LANSING — A Michigan House Oversight committee heard this week about apparent shortfalls in Michigan’s child support systems, while a new report shows deficiencies in properly reviewing child deaths.
“When it comes to our state’s most vulnerable population, we can’t afford to get this wrong,” said Rep. Luke Meerman, (R) District 89, Coopersville.
A 2024 report from the Office of Auditor General found that the Michigan Department of Health and Human Services started child abuse and neglect investigations in the required timeframe in 100% of randomly sampled cases.
But the department didn’t make contact within 24 hours in nearly 30% of those cases.
In eight of those cases where children were identified as being in potential imminent danger, MDHHS didn’t meet its own policy of commencing an investigation within 12 hours of a report.
The audit also found that dozens of parents or adults in a child’s household were not checked for previous neglect or a criminal history.
“They’re still involved in the child’s life to some degree, and the department dropped the ball completely with these confirmed individuals who are on these registries,” said Rep. Brad Paquette, (R) District 37, Niles
But, MDHHS leaders say the office has improved its processes over the years and is working to address these issues.
“The MDHHS investigates approximately 70,000 referrals of potential abuse and neglect on an annual basis and uses comprehensive approaches to provide the necessary responses based on the risk of that child,” said Demetrius Starling, senior deputy director of the Children Services Administration within MDHHS.
Erin Stover, MDHHS public information officer, said in a statement that the department has made significant strides since an initial negative report in 2018.
“We welcome the opportunity to work with the legislature, law enforcement, judges, and other partners to transform Michigan’s child welfare system into a national model for competence and caring,” she said. “To achieve this goal, we have developed the Keep Kids Safe Action Agenda, which outlines our proactive steps to further enhance the safety and well-being of children across our state.”

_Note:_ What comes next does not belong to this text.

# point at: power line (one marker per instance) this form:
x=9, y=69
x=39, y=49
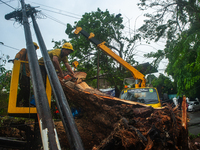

A separate audit released this month found that dozens of reviews meant to find holes or shortcomings in the state’s child welfare system were not conducted.
It found that around 150 child deaths were not included in internal review evaluations, despite meeting the conditions for one.
Separately, the department found around 140 cases they say warranted a review — but only 35 of those reviews were done.
The audit also found errors in nearly 30% of the reviews that were analyzed, including information like a child’s gender or cause of death.
“We’re looking to build more, stronger collaborative efforts,” Starling said. “Efforts to make sure we’re making better, well-informed decisions for our families so we can divert them away from child welfare altogether, or take immediate action as needed.”